Die Ärzte drängten dann darauf, dass Ihr Bruder sich ebenfalls untersuchen lassen sollte. Und tatsächlich: Am Tag Ihrer OP erhielt er seine Diagnose. Plötzlich benötigte der Mitkämpfer selber Rat und Unterstützung …

Er hatte den Vorteil, die von mir zuvor eingeholten Informationen über die Krankheit mitnutzen zu können. Gleichzeitig wollte er aber aus seinem Beruf als Musikmanager nicht so unvermittelt aussteigen wie ich aus dem Handballbetrieb. Das ganze noch ein wenig in Länge ziehen. Der renommierte Professor Hartmut Huland, in dessen Obhut wir uns beide begeben hatten – riet allerdings dazu, die beruflichen Ambitionen zurückzustellen und zu schauen, dass das Ding sofort rauskommt. Wir wollten ja auch unsere Familie nicht psychisch belasten. Mein Bruder Uli entschied sich dann für eine zeitnahe Operation.

Im Buch beschäftigen Sie sich beide – mit Blick auf den Lebenswandel – auch mit der Frage nach einer „persönlichen Schuld“: Ein Versuch, sich die Ungerechtigkeit der Krankheit zu erklären?

Klar, das war zuvor immer auch ein Leben auf der Überholspur, mit Stress im Beruf, im Sport. Wir haben uns viel zugemutet und abseits des Handballfelds nicht immer asketisch gelebt. Das ist eine Erkenntnis, die später zwar eintritt. Rückblickend gestaltet es sich aber auch müßig, darüber nachzudenken, wo der Krebs nun „herkam“. Generell spielen Faktoren wie Ernährung, Alltagsbelastung oder auch Genussmittel eine nicht zu unterschätzende Rolle bei der Krebsvorsorge.

Mit TV-Auftritten und einem ersten Buch sind Sie damals gemeinsam an die Öffentlichkeit gegangen. Mit welchem Ziel?

Wir wollten offen über Prostatakrebs sprechen und viele Männer – und auch deren Partnerinnen – damit erreichen. Ohnehin gab es immer diesen Plan, ein Buch über unsere Zwillingsgeschichte zu schreiben. Mein Bruder und ich sind die Sache zwar relativ naiv angegangen, saßen dann aber plötzlich in der Talkshow von Markus Lanz. Nach der Ausstrahlung haben wir beide viele positive Rückmeldungen bekommen. Darüber zu sprechen tat uns gut; gleichzeitig konnten wir anderen Betroffenen helfen. Ein doppelter Effekt!

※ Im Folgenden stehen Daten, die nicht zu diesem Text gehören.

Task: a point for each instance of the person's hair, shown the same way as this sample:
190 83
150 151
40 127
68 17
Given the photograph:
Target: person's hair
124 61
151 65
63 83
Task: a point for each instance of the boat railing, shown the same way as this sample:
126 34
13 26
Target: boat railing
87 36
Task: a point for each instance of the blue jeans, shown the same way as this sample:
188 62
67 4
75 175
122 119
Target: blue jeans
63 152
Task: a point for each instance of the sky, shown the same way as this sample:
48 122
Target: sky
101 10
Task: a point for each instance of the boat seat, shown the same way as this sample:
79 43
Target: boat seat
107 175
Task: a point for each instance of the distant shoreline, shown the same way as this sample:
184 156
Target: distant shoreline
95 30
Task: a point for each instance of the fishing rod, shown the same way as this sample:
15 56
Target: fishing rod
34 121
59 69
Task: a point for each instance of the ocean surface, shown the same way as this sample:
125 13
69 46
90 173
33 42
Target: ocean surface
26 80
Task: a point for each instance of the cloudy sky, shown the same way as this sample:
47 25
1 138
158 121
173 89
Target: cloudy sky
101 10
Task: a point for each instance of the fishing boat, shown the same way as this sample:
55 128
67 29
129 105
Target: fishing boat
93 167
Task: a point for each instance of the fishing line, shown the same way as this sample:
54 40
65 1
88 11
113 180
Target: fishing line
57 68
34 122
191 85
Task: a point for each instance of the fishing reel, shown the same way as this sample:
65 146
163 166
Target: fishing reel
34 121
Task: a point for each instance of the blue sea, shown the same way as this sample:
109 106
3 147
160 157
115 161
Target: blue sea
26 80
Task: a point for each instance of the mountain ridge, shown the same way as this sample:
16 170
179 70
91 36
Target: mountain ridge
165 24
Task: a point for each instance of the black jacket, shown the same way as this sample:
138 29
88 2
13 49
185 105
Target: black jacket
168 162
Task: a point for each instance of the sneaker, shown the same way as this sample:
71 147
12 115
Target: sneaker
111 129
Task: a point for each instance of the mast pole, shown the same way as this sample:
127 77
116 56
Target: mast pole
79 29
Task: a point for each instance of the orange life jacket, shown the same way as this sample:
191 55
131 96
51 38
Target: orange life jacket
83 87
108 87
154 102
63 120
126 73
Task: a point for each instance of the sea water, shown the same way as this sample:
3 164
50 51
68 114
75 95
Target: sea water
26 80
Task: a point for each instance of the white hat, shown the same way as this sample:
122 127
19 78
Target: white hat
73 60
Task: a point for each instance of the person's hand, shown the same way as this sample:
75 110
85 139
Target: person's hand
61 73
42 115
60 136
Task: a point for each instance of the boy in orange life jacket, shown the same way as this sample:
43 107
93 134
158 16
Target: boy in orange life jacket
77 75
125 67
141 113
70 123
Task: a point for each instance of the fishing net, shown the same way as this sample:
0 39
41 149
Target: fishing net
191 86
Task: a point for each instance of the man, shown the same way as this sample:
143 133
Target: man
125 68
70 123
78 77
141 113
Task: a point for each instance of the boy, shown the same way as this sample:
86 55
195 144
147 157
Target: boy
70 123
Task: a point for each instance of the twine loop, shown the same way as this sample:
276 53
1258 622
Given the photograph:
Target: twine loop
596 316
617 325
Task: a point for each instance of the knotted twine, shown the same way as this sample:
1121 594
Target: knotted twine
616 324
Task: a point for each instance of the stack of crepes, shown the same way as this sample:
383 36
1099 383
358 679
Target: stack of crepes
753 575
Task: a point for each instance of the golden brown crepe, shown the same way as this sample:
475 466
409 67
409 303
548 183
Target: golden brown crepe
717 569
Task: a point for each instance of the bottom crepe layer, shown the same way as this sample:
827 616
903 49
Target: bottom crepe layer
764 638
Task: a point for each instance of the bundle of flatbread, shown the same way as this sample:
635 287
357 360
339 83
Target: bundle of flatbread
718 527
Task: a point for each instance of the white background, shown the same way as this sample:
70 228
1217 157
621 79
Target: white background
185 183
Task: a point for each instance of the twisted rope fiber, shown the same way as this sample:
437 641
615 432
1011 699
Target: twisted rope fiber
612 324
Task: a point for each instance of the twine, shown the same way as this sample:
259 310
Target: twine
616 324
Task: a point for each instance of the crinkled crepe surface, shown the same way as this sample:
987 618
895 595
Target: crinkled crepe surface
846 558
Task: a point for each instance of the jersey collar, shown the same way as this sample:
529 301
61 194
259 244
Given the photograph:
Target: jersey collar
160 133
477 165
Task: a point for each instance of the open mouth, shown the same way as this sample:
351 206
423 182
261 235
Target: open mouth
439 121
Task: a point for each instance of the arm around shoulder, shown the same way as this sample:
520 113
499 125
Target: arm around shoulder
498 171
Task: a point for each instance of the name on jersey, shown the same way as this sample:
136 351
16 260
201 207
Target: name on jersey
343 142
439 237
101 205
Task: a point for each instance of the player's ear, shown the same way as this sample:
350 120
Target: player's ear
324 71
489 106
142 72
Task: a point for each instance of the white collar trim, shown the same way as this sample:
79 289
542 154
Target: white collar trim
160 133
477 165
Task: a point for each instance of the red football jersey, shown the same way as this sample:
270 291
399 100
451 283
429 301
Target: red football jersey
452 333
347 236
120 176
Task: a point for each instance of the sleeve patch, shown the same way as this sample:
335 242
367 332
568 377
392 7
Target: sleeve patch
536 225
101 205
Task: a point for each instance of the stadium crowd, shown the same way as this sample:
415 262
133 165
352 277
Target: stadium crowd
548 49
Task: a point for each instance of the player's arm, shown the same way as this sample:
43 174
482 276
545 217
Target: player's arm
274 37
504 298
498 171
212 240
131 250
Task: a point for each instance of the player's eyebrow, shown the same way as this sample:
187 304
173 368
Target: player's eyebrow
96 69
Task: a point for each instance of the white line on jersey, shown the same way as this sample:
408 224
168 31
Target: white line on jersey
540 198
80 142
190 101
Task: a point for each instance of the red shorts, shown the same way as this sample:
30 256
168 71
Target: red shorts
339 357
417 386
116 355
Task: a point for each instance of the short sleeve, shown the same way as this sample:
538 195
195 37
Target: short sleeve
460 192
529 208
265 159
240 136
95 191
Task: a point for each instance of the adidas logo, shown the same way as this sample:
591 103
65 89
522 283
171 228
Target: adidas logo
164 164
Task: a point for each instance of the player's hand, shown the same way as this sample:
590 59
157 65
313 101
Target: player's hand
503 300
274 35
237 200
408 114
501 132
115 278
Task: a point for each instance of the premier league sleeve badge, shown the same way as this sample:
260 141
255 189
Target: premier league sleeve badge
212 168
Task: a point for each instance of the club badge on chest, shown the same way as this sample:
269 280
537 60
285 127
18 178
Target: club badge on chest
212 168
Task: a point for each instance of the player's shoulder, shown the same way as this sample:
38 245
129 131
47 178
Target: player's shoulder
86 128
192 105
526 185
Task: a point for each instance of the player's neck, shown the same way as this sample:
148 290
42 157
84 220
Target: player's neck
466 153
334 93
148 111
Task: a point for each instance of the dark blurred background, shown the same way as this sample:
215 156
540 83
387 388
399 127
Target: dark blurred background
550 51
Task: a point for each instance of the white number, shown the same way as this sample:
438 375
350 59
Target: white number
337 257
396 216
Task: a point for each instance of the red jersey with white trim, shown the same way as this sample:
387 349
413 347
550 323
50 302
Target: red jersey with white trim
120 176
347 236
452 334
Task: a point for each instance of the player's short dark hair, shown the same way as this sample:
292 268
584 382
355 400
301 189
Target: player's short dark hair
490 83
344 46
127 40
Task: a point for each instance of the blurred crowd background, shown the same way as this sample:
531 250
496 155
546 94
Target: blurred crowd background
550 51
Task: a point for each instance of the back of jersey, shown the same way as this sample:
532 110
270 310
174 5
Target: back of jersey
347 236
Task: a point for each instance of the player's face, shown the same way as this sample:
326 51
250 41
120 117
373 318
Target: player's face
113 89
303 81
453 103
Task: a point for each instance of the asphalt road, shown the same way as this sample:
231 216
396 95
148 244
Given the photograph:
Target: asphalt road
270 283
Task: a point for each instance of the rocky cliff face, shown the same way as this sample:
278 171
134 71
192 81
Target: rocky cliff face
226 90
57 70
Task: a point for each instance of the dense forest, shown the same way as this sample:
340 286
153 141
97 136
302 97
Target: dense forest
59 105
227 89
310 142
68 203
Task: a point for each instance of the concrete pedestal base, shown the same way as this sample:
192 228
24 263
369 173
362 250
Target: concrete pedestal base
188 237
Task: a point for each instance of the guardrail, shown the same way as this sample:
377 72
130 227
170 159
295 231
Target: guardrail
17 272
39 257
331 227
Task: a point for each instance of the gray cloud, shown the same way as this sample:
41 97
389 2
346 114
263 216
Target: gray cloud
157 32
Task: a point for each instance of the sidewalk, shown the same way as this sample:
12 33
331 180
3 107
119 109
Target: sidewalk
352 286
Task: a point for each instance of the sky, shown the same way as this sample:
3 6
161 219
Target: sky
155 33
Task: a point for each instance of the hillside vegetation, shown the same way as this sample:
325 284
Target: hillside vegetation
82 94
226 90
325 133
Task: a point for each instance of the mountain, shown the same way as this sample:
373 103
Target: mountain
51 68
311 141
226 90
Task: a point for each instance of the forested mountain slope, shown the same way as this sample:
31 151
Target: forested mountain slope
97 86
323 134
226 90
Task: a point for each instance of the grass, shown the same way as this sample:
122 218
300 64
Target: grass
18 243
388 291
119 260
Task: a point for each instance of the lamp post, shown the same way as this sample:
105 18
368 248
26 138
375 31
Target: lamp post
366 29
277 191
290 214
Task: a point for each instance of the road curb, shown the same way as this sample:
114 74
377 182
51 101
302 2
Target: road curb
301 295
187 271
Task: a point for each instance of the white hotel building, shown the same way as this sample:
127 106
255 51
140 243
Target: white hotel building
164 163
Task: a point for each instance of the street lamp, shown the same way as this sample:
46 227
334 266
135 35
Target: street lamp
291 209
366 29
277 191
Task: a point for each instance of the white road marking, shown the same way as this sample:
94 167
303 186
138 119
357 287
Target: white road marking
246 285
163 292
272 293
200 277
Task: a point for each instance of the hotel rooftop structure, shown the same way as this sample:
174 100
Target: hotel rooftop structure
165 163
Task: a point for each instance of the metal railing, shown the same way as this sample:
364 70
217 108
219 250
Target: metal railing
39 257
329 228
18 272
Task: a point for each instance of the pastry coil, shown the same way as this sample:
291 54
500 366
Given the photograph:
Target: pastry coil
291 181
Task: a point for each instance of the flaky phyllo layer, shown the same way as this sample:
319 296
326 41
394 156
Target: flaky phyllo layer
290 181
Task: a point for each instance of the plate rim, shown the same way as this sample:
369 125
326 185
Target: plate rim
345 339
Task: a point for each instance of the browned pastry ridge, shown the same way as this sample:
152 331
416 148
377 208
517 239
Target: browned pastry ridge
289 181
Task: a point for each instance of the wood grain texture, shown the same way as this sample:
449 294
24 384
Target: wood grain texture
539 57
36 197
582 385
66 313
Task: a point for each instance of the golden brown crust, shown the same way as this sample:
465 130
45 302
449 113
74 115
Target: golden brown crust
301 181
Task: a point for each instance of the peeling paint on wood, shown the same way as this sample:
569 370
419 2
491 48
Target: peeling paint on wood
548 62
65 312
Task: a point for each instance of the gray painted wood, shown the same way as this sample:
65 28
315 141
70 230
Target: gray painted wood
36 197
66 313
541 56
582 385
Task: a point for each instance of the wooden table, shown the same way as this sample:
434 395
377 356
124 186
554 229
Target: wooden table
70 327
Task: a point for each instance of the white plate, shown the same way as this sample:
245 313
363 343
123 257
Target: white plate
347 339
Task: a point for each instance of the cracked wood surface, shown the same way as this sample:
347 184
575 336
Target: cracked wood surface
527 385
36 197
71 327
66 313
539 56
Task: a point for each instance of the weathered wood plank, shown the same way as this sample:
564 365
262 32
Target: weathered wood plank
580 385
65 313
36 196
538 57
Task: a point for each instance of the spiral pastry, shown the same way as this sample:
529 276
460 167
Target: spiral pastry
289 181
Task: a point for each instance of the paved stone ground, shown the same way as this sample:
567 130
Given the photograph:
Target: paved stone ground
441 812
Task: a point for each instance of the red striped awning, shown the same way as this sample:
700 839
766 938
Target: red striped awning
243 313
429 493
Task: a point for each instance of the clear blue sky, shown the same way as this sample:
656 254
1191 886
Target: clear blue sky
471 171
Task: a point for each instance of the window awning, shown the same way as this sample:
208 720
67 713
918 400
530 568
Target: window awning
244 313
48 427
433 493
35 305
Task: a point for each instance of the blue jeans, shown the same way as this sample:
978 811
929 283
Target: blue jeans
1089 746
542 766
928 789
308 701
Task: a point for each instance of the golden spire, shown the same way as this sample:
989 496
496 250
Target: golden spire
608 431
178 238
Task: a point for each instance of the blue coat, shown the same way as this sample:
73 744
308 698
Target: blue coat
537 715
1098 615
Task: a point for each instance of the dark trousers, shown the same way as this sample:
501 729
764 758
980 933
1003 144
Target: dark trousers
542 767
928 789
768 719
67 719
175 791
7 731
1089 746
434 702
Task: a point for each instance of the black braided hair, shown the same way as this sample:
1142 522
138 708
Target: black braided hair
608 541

Sie gelten beide mittlerweile als geheilt und haben mit Ihrem zweiten Buch nun eine „Mutmach-Story“ vorgelegt. Wie gestaltet sich Ihre Mission darüber hinaus?

Mein Bruder Uli und ich begleiten schon seit Jahren die Kampagne „Für alle. Für jeden. Für uns. Die Urologie“ (FFF) mit der Deutschen Gesellschaft für Urologie (DGU) sowie der Deutschen Krebshilfe e.V. und sind darüber hinaus Mitglieder im Patientenbeirat beim Deutschen Krebsforschungszentrum in Heidelberg. Dort dürfen wir unsere Erfahrungen mit einbringen – eine hohe Auszeichnung! Natürlich treffen wir aufgrund unseres Engagements auch auf Betroffene, bei denen die Geschichte nicht so gut verläuft, wie bei uns. Doch gerade diesen Menschen möchten wir Mut machen. Der Politiker Wolfgang Bosbach hat im Buch folgenden Satz geprägt: „Hätte ich die Roths früher kennengelernt, wäre ich vielleicht früher zur Vorsorge gegangen.“ Da merken wir: Die Arbeit, die wir leisten, kommt auch an …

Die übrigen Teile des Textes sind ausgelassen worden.